An Approach to Detect White Spots during Pre-Turning of DA718 Components

Abstract

The increasing demand for high-performance components is leading to a greater use of advanced alloys such as DA718, which is, e.g., used in engine parts due to its high-temperature strength. The strict quality requirements pose major challenges for the machining of engine components for aircrafts. Quality deviations along the value chain can lead to high costs due to rework and, in the worst case, rejections in order to prevent material failure within a safety-critical environment. These deviations include, e.g., an increased surface roughness, deviations in the shape tolerances as well as increased internal stresses or surface deformations. Material defects are an additional reason to reject the manufactured components. These are usually inspected only at the end of the value chain and—due to measurement limitations—only if they occur close to the surface of the workpiece. Ultrasonic testing is used in order to detect defects near the surface of the raw part. For the evaluation of the finished part, etching and optical inspection of the surface is used. However, defects inside the components cannot be detected in this way. If material defects are located in areas subjected to intense load changes and high temperatures, the components have to be rejected since engine parts require a high level of fatigue strength.

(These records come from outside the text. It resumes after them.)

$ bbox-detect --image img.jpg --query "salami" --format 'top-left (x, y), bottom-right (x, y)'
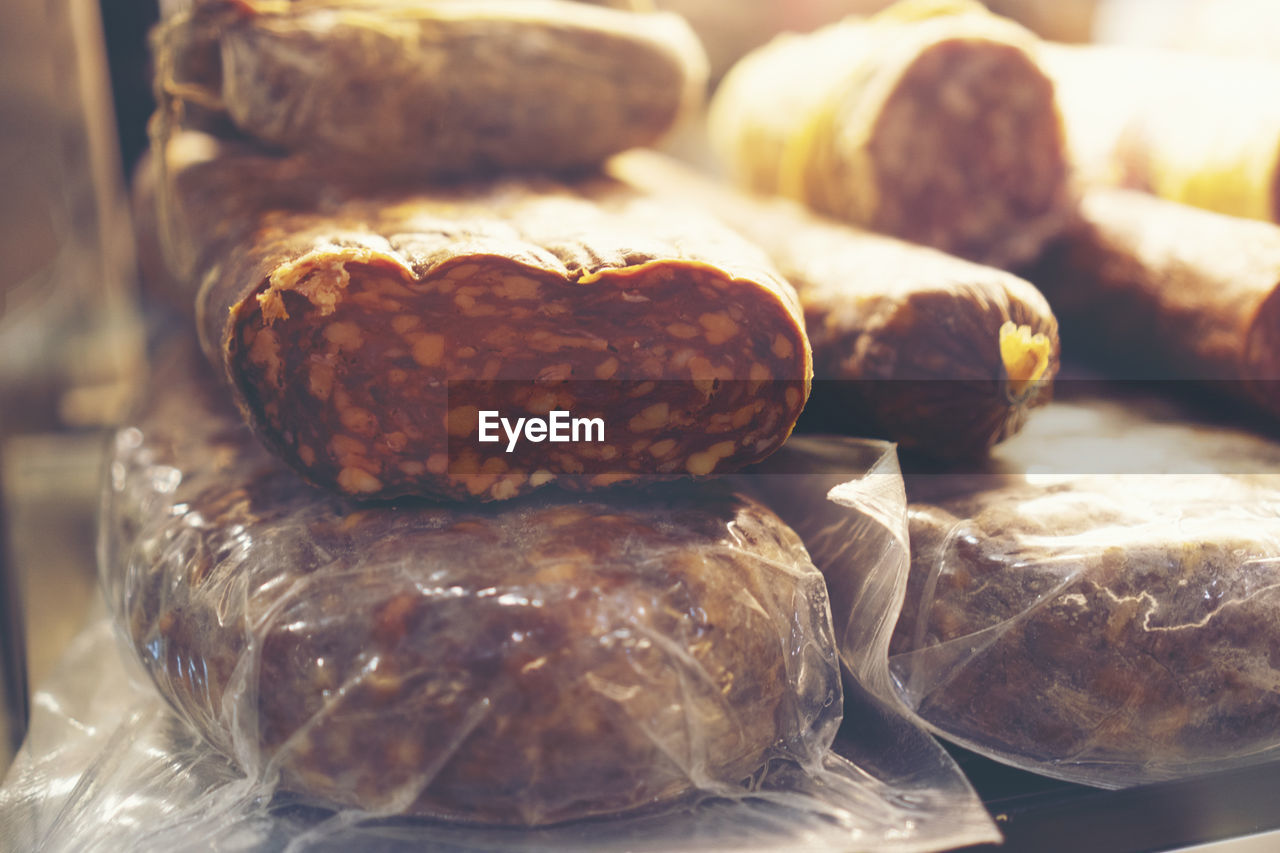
top-left (100, 344), bottom-right (842, 825)
top-left (707, 0), bottom-right (1071, 268)
top-left (159, 133), bottom-right (812, 500)
top-left (897, 468), bottom-right (1280, 787)
top-left (613, 152), bottom-right (1059, 457)
top-left (1024, 188), bottom-right (1280, 421)
top-left (151, 0), bottom-right (706, 177)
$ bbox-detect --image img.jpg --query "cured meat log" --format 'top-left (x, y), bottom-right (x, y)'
top-left (612, 152), bottom-right (1059, 457)
top-left (100, 344), bottom-right (842, 825)
top-left (1044, 43), bottom-right (1280, 223)
top-left (160, 134), bottom-right (812, 500)
top-left (896, 470), bottom-right (1280, 787)
top-left (151, 0), bottom-right (706, 177)
top-left (1025, 188), bottom-right (1280, 421)
top-left (707, 0), bottom-right (1071, 268)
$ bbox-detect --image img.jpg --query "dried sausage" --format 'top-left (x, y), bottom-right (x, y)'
top-left (1024, 188), bottom-right (1280, 422)
top-left (708, 0), bottom-right (1071, 267)
top-left (162, 134), bottom-right (812, 500)
top-left (897, 469), bottom-right (1280, 786)
top-left (613, 152), bottom-right (1059, 457)
top-left (101, 344), bottom-right (842, 825)
top-left (152, 0), bottom-right (706, 177)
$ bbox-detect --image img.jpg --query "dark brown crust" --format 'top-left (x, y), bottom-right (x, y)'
top-left (612, 152), bottom-right (1060, 458)
top-left (102, 343), bottom-right (841, 825)
top-left (1023, 188), bottom-right (1280, 419)
top-left (160, 133), bottom-right (811, 500)
top-left (895, 474), bottom-right (1280, 785)
top-left (152, 0), bottom-right (705, 177)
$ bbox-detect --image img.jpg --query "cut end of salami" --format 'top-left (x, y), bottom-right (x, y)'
top-left (866, 36), bottom-right (1068, 265)
top-left (229, 253), bottom-right (810, 500)
top-left (708, 1), bottom-right (1073, 269)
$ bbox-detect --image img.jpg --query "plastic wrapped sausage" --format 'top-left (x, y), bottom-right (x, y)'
top-left (897, 473), bottom-right (1280, 787)
top-left (100, 344), bottom-right (841, 826)
top-left (1044, 43), bottom-right (1280, 223)
top-left (612, 151), bottom-right (1059, 457)
top-left (891, 395), bottom-right (1280, 787)
top-left (151, 0), bottom-right (706, 177)
top-left (707, 0), bottom-right (1072, 267)
top-left (24, 367), bottom-right (1000, 849)
top-left (155, 133), bottom-right (812, 500)
top-left (1024, 188), bottom-right (1280, 422)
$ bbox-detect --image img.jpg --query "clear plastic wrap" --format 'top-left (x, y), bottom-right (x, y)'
top-left (0, 344), bottom-right (999, 850)
top-left (891, 393), bottom-right (1280, 788)
top-left (103, 344), bottom-right (838, 827)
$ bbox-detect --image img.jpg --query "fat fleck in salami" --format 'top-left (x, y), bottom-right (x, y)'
top-left (1025, 188), bottom-right (1280, 421)
top-left (612, 152), bottom-right (1059, 457)
top-left (101, 343), bottom-right (842, 825)
top-left (1044, 43), bottom-right (1280, 224)
top-left (160, 134), bottom-right (811, 500)
top-left (707, 0), bottom-right (1071, 268)
top-left (152, 0), bottom-right (706, 177)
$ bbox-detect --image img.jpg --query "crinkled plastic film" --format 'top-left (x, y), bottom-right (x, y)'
top-left (743, 438), bottom-right (997, 816)
top-left (0, 347), bottom-right (998, 851)
top-left (891, 396), bottom-right (1280, 788)
top-left (104, 346), bottom-right (842, 828)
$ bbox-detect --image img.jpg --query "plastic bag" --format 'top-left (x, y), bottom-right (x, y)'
top-left (0, 345), bottom-right (998, 851)
top-left (890, 392), bottom-right (1280, 788)
top-left (0, 607), bottom-right (998, 852)
top-left (106, 347), bottom-right (847, 828)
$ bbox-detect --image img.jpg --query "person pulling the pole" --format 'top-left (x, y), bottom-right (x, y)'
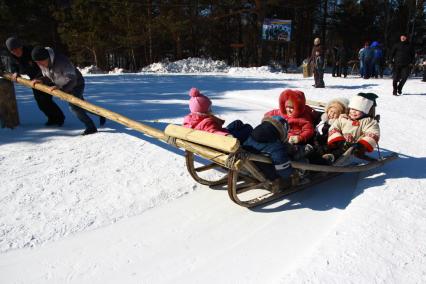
top-left (5, 37), bottom-right (65, 126)
top-left (30, 46), bottom-right (105, 135)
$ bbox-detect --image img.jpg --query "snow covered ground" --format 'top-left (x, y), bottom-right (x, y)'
top-left (1, 67), bottom-right (426, 283)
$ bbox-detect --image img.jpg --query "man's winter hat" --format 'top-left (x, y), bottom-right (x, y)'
top-left (5, 37), bottom-right (22, 51)
top-left (188, 87), bottom-right (212, 113)
top-left (348, 92), bottom-right (378, 114)
top-left (31, 46), bottom-right (49, 61)
top-left (251, 116), bottom-right (288, 143)
top-left (326, 97), bottom-right (349, 115)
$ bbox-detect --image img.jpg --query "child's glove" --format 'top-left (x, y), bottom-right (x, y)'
top-left (288, 135), bottom-right (300, 144)
top-left (334, 140), bottom-right (352, 151)
top-left (352, 142), bottom-right (365, 150)
top-left (352, 142), bottom-right (367, 156)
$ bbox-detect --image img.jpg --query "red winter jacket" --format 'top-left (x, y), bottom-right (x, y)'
top-left (183, 113), bottom-right (229, 135)
top-left (264, 89), bottom-right (317, 143)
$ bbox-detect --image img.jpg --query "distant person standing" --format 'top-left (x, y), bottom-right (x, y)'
top-left (338, 45), bottom-right (348, 78)
top-left (361, 42), bottom-right (374, 79)
top-left (309, 37), bottom-right (325, 88)
top-left (358, 44), bottom-right (365, 77)
top-left (331, 45), bottom-right (340, 77)
top-left (31, 46), bottom-right (105, 135)
top-left (390, 34), bottom-right (415, 96)
top-left (5, 37), bottom-right (65, 126)
top-left (423, 58), bottom-right (426, 82)
top-left (371, 41), bottom-right (383, 78)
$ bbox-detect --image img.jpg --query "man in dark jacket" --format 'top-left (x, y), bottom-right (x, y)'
top-left (5, 37), bottom-right (65, 126)
top-left (390, 34), bottom-right (415, 95)
top-left (338, 45), bottom-right (348, 78)
top-left (309, 37), bottom-right (325, 88)
top-left (31, 46), bottom-right (105, 135)
top-left (331, 45), bottom-right (340, 77)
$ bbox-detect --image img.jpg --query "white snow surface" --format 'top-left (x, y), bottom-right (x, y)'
top-left (1, 69), bottom-right (426, 283)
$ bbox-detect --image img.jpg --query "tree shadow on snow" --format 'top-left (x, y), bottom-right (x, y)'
top-left (1, 75), bottom-right (293, 145)
top-left (251, 149), bottom-right (423, 213)
top-left (399, 93), bottom-right (426, 96)
top-left (326, 83), bottom-right (378, 89)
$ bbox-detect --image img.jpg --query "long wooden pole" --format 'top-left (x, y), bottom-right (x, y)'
top-left (1, 72), bottom-right (166, 140)
top-left (0, 72), bottom-right (237, 169)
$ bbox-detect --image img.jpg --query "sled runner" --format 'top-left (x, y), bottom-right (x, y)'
top-left (1, 72), bottom-right (398, 208)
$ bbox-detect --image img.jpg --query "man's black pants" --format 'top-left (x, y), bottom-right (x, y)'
top-left (392, 65), bottom-right (410, 92)
top-left (33, 89), bottom-right (65, 122)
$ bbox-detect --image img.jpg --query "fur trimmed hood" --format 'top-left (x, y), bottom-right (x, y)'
top-left (279, 89), bottom-right (306, 118)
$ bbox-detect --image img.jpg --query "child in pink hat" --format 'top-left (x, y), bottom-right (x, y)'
top-left (183, 87), bottom-right (252, 141)
top-left (183, 87), bottom-right (229, 135)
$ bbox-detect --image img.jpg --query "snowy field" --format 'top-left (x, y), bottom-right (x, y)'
top-left (1, 68), bottom-right (426, 283)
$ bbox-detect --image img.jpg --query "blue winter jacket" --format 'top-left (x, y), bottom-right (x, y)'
top-left (373, 48), bottom-right (383, 63)
top-left (361, 47), bottom-right (374, 61)
top-left (243, 137), bottom-right (293, 179)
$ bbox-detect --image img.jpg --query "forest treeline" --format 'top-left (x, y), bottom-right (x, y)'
top-left (1, 0), bottom-right (425, 71)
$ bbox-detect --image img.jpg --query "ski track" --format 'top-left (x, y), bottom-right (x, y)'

Such rejects constitute a significant economic risk, as a large part of the added value has already been completed and a significant amount of machine time has been invested. Thus, an identification of material defects in an earlier stage of the manufacturing process is required. In this paper, fundamental investigations on machining artificially generated material defects in a micro-milling process and the signal analysis during the pre-turning of turbine disks made of nickel-based materials like DA718 will be presented. Based on force measurements, characteristic signals were identified that could indicate material defects during the turning process.